Sonnet BioTherapeutics Holdings, Inc. (the “Company” or “Sonnet”)
(NASDAQ: SONN), a clinical-stage company developing targeted
immunotherapeutic drugs, today announced it has entered into a
Master Clinical Collaboration Agreement (the “Agreement”) with the
Sarcoma Oncology Center, to advance the development of SON-1210,
the Company’s proprietary, bifunctional version of human
Interleukins 12 (IL-12) and 15 (IL-15), configured using Sonnet's
Fully Human Albumin Binding (FHAB®) platform, in combination with
chemotherapy for the treatment of metastatic pancreatic cancer.
“We are very pleased to enter into this
strategic development collaboration to advance SON-1210 with this
prestigious organization and in a program that we believe has the
potential to address a significant area of unmet need. We expect
that this development approach will provide us with valuable
information in a high-value cancer indication that will add to our
growing body of data, which we believe will potentially drive value
in our platform and enable us to preserve cash resources,”
commented Pankaj Mohan, Ph.D., Founder and CEO of Sonnet.
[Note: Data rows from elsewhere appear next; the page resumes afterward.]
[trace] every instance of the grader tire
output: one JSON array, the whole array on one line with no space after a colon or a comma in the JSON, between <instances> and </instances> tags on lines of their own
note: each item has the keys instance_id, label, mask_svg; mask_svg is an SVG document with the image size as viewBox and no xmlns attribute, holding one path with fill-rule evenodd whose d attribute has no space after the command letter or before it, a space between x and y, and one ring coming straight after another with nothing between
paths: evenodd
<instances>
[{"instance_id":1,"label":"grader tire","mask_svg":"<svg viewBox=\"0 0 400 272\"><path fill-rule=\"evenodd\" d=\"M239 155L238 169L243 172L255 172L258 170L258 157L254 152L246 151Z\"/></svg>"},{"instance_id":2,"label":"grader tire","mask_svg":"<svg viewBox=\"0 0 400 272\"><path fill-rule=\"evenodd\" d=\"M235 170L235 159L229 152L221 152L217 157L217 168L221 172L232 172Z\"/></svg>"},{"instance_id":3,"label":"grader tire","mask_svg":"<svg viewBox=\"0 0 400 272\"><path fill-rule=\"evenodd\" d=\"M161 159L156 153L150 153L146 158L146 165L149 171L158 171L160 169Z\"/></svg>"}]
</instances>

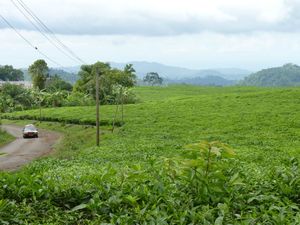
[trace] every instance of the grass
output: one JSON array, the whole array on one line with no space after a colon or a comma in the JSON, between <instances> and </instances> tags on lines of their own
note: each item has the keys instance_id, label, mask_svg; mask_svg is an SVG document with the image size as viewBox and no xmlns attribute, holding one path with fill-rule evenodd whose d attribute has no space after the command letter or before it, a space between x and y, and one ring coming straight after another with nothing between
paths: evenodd
<instances>
[{"instance_id":1,"label":"grass","mask_svg":"<svg viewBox=\"0 0 300 225\"><path fill-rule=\"evenodd\" d=\"M0 129L0 147L13 141L14 137Z\"/></svg>"},{"instance_id":2,"label":"grass","mask_svg":"<svg viewBox=\"0 0 300 225\"><path fill-rule=\"evenodd\" d=\"M6 187L0 215L36 224L299 223L300 89L171 86L135 92L140 103L125 106L125 124L116 133L109 123L102 126L100 148L93 147L93 127L42 123L65 137L53 156L0 175ZM101 107L102 119L111 121L114 110ZM32 115L38 111L6 117ZM95 110L49 108L43 116L92 122ZM184 146L203 140L230 145L236 157L217 158L209 176L197 177L212 162L196 158L187 169Z\"/></svg>"}]
</instances>

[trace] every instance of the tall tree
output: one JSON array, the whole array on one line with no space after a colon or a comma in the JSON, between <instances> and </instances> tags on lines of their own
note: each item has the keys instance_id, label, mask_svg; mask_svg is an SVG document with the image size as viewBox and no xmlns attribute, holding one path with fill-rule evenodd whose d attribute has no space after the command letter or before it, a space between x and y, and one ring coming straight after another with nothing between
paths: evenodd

Dr. Hendifar, a renowned physician developing
new therapies for pancreatic cancer and neuroendocrine tumors and
Associate Professor of Medicine, Medical Director – Pancreatic
Cancer, Co-Director – Hematology-Oncology Fellowship Program and
Medical Director - Gastrointestinal Oncology Disease Research Group
at Cedars-Sinai, added, “Pancreatic cancer incidence is growing
worldwide and the advancements in the standards of care beyond
chemotherapies has been limited. We believe a novel immunotherapy
such as SON-1210 offers an exciting opportunity to improve outcomes
for patients.”
Under the terms of the Agreement, the IIOC, led
by Dr. Sant Chawla, Director of the Sarcoma Oncology Center, in
collaboration with Sonnet, will prepare a protocol and conduct an
investigator-initiated Phase 1/2a clinical study to evaluate
SON-1210 in combination with several chemotherapeutic agents
including but not limited to liposomal irinotecan,
5-fluorouracil/leucovorin, and oxaliplatin (“NALIRIFOX”) for the
specific treatment of metastatic pancreatic cancer. NALIRIFOX is
U.S. FDA-approved for the treatment of metastatic pancreatic cancer
in the front-line and refractory settings. Sonnet will provide the
study drug, SON-1210, and support services for the planned Phase
1/2a study.
“We are very excited to enter this collaboration
with Sonnet. Cancers are hungry for albumin and albumin-bound drugs
are taken up preferentially by cancer cells,” added Dr. Chawla, a
leading authority in medical treatment and clinical research for
bone and soft-tissue sarcomas and sarcoma therapy. “We know this is
a validated mechanism for enhancing efficacy and reducing toxicity
and there are no immunotherapies approved for pancreatic cancer.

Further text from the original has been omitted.